The first comments on the Council of Ministers' decision arrived shortly after. The president of the Tuscany region Eugenio Giani stated: "It is paradoxical that, instead of working on a national law that has been awaited for years, the government chooses to hinder those who have committed to implementing what was established by the "constitutional" Court, which indicated the need to fill a legislative gap in the matter of medically assisted suicide". And he added: "We will defend our law with determination, certain that we have acted in compliance with the law, the Constitution and, above all, people".
The president of the regional council of Tuscany, Antonio Mazzeo , comments: "The government's decision to challenge the Tuscan law on end-of-life is simply absurd: an insult to the sick who ask for help and suffer and - at the same time - a slash against a Region that legislates well, in compliance with the provisions of the Constitution, a trailblazer throughout Italy, but which is blocked at a national level. It happened with the law on short-term rentals and tourism, with the one on seaside resorts and now it is happening with the law on end-of-life".
Mazzeo continues: "The grotesque aspect (which, however, the citizens pay for) is that the government not only stops a Region that is reforming, but does nothing to fill regulatory gaps that have been waiting for years. I really wonder why they don't let us work in peace on issues close to the people and on which, for years, answers from politics have been awaited".
+Europa secretary Riccardo Magi was harsh: "They are false, false in everything, even in what they preach. The government has challenged the Tuscan law on the end of life, in the face of Salvini 's autonomy, who, faced with a choice made by a Regional Council that has the right and duty to regulate the methods of providing health services, lowers the autonomist flag and takes that region to court. The League turns its back on its history and sides with the bigoted centralism of the State".

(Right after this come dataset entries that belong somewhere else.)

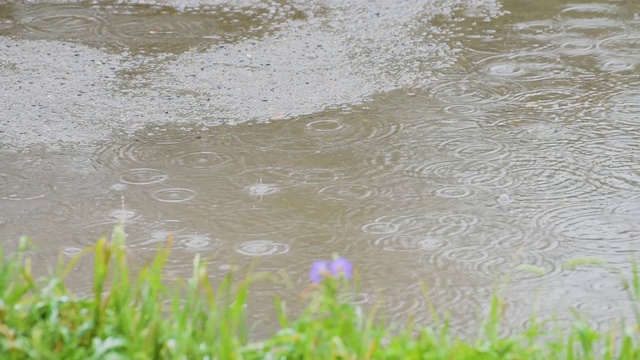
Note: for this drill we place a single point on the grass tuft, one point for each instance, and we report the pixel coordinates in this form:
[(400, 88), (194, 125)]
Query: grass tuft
[(141, 316)]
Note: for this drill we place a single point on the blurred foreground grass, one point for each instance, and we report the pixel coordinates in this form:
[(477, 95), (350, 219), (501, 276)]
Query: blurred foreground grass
[(143, 317)]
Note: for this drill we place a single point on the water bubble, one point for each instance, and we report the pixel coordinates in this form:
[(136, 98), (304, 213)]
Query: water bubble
[(143, 176), (262, 248), (174, 195)]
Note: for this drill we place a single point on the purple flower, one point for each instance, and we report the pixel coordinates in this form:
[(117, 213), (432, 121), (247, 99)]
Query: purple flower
[(321, 269), (341, 266)]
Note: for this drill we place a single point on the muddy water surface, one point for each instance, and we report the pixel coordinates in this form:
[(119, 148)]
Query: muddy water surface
[(519, 156)]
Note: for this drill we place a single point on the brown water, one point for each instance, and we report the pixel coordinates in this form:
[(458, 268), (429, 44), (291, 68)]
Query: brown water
[(524, 153)]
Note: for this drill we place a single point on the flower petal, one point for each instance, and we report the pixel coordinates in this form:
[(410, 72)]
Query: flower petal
[(341, 266)]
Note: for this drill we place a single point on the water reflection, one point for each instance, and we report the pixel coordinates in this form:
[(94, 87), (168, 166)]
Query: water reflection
[(519, 159)]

The parliamentarians of the 5 Star Movement of the Social Affairs Committees of the Chamber and Senate write: "The decision of this medieval government to challenge the law of the Tuscany region on the end of life is very serious and unacceptable, it represents a slap in the face to those who suffer and to the requests of the Constitutional Court. Not only do Meloni and her supporters refuse to work on a national law, but they are putting spokes in the wheels of the few virtuous regions that are equipping themselves with civilized laws. Those same regions used for the shameful buck-passing that the government clings to every time it has to cover up its own failures, as in the case of waiting lists. Our country needs a law on the end of life, the 5 Star Movement has filed two proposals, one in the Chamber and one in the Senate, let's start immediately with those to provide answers to those who suffer and do not have the possibility of leading a dignified life".

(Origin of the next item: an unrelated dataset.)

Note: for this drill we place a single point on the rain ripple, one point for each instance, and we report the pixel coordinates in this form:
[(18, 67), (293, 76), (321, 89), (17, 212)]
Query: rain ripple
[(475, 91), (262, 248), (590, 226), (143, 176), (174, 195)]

According to Angelo Bonelli , member of parliament for Avs and co-spokesperson for Europa Verde, "the government, by challenging the law on the end of life of the Tuscany region, has committed an act of ideological ferocity against families and terminally ill patients, condemned to pain and therapeutic obstinacy by the culpable inertia of the executive which, despite the rulings of the Constitutional Court, does not legislate on the end of life."